Usually, I’ll test a procedure running multiple executions, each with different parameter values that generate wildly different result sets, and I’ll execute each of these using WITH RECOMPILE. Specifically, it will look like this:
EXEC procedure @param1 = value, @param2 = value, @paramn = value WITH RECOMPILE
When a bunch of these are executed, I’ll review their graphical plans. What I’m looking for is the most expensive statement and whether or not it has the SAME plan across the different parameters used. To be honest, you don’t even care what the plan is but you do care if it varies. To OPTIMALLY find the data for a query that returns 1 row the plan might be very different from a query that returns 10,000 rows. And, if the OPTIMAL plans vary then maybe it’s not a good idea to save the plan (which is the default behavior). And, this is what leads to parameter sniffing problems (PSP).
Instead of letting the default behavior just happen, you have a few options.
Using OPTION (RECOMPILE) [available in SQL Server 2005 and higher]

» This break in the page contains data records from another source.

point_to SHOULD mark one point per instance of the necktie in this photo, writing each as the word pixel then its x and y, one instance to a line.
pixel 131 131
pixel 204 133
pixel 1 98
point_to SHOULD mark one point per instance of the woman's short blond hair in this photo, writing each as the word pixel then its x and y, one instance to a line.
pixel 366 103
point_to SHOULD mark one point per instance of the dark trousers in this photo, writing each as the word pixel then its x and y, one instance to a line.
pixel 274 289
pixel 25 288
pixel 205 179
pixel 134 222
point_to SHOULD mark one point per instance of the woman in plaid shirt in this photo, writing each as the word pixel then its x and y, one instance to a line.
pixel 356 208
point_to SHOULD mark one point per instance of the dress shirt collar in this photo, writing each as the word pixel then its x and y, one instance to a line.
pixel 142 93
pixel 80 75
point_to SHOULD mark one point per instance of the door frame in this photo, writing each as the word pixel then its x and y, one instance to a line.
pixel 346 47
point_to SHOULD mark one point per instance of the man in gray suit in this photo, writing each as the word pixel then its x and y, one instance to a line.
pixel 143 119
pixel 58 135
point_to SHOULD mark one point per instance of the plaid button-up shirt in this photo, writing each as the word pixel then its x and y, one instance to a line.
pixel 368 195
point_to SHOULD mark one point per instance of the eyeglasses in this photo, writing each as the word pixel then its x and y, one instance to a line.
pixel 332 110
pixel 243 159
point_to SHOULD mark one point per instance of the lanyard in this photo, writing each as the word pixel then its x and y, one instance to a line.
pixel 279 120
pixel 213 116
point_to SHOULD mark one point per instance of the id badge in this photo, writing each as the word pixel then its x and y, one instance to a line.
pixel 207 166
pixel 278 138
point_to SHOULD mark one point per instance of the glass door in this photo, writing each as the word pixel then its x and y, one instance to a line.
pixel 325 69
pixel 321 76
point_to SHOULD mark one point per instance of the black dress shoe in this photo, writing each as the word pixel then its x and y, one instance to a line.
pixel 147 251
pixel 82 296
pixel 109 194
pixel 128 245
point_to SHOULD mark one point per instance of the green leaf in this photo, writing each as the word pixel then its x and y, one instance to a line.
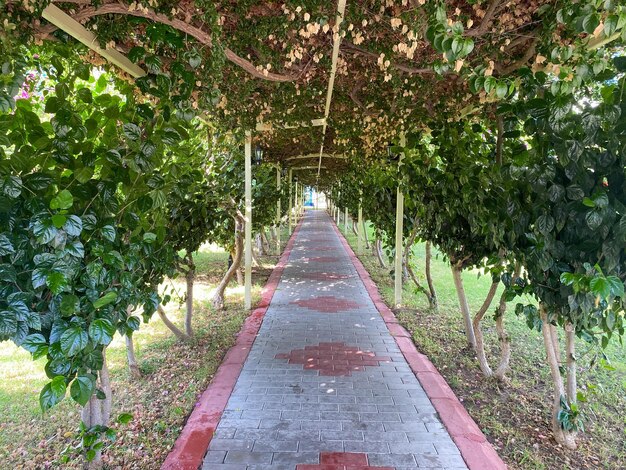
pixel 590 23
pixel 6 247
pixel 45 231
pixel 132 323
pixel 502 89
pixel 58 220
pixel 56 281
pixel 82 389
pixel 124 418
pixel 38 278
pixel 616 285
pixel 108 233
pixel 69 305
pixel 610 25
pixel 8 273
pixel 63 200
pixel 490 84
pixel 8 323
pixel 568 278
pixel 149 237
pixel 73 226
pixel 106 299
pixel 620 63
pixel 593 219
pixel 76 249
pixel 52 393
pixel 589 202
pixel 73 340
pixel 53 104
pixel 575 192
pixel 545 223
pixel 11 186
pixel 84 94
pixel 600 286
pixel 101 331
pixel 35 344
pixel 132 131
pixel 84 174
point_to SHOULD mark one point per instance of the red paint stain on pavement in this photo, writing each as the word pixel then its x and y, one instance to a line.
pixel 333 359
pixel 327 304
pixel 341 461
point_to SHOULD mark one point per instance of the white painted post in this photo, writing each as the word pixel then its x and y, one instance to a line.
pixel 360 230
pixel 248 227
pixel 278 211
pixel 399 230
pixel 290 201
pixel 296 203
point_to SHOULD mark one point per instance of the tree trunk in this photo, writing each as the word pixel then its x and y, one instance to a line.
pixel 478 332
pixel 460 292
pixel 503 338
pixel 238 272
pixel 550 340
pixel 173 328
pixel 265 242
pixel 367 239
pixel 378 250
pixel 132 359
pixel 190 278
pixel 97 412
pixel 431 287
pixel 260 248
pixel 218 297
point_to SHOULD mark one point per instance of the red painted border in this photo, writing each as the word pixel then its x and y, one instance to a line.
pixel 477 452
pixel 193 441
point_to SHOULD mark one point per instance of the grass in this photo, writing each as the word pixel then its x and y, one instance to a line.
pixel 173 376
pixel 514 415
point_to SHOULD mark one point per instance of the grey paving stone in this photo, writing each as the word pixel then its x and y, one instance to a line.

This can be a great way of telling SQL Server NOT to save a plan for a particular statement. However, this causes EVERY execution to go through recompilation (which has a negative cost as well, mostly in CPU but this can also translate to time). So, you don’t really want to do this for everything. Do NOT let this become a crutch (or a “go to” option) that gets used anytime there’s a problem. Use this sparingly. But, this can be a FANTASTIC way to deal with PSP.
Using OPTION (OPTIMIZE FOR (@param = value)) [available in SQL Server 2005 and higher]
Because the cost of recompilation can become a problem, you might want to choose an alternative. In this case, you can tell SQL Server NOT to sniff the parameter(s) passed in and instead, use parameters that you supply (and define INSIDE the stored procedure). This can reduce the cost of recompilation but be careful, you have to make sure you choose parameters that are really good for ALL executions (or, at least the executions that are either the most likely or the most time critical). This is incredibly powerful but could become problematic down the road as data changes. But, I like this option MORE than I like hard-coded plans because this option WILL change as the data/statistics change. So, this might be a great option to consider.
OPTION (OPTIMIZE FOR UNKNOWN) [available in SQL Server 2008 and higher]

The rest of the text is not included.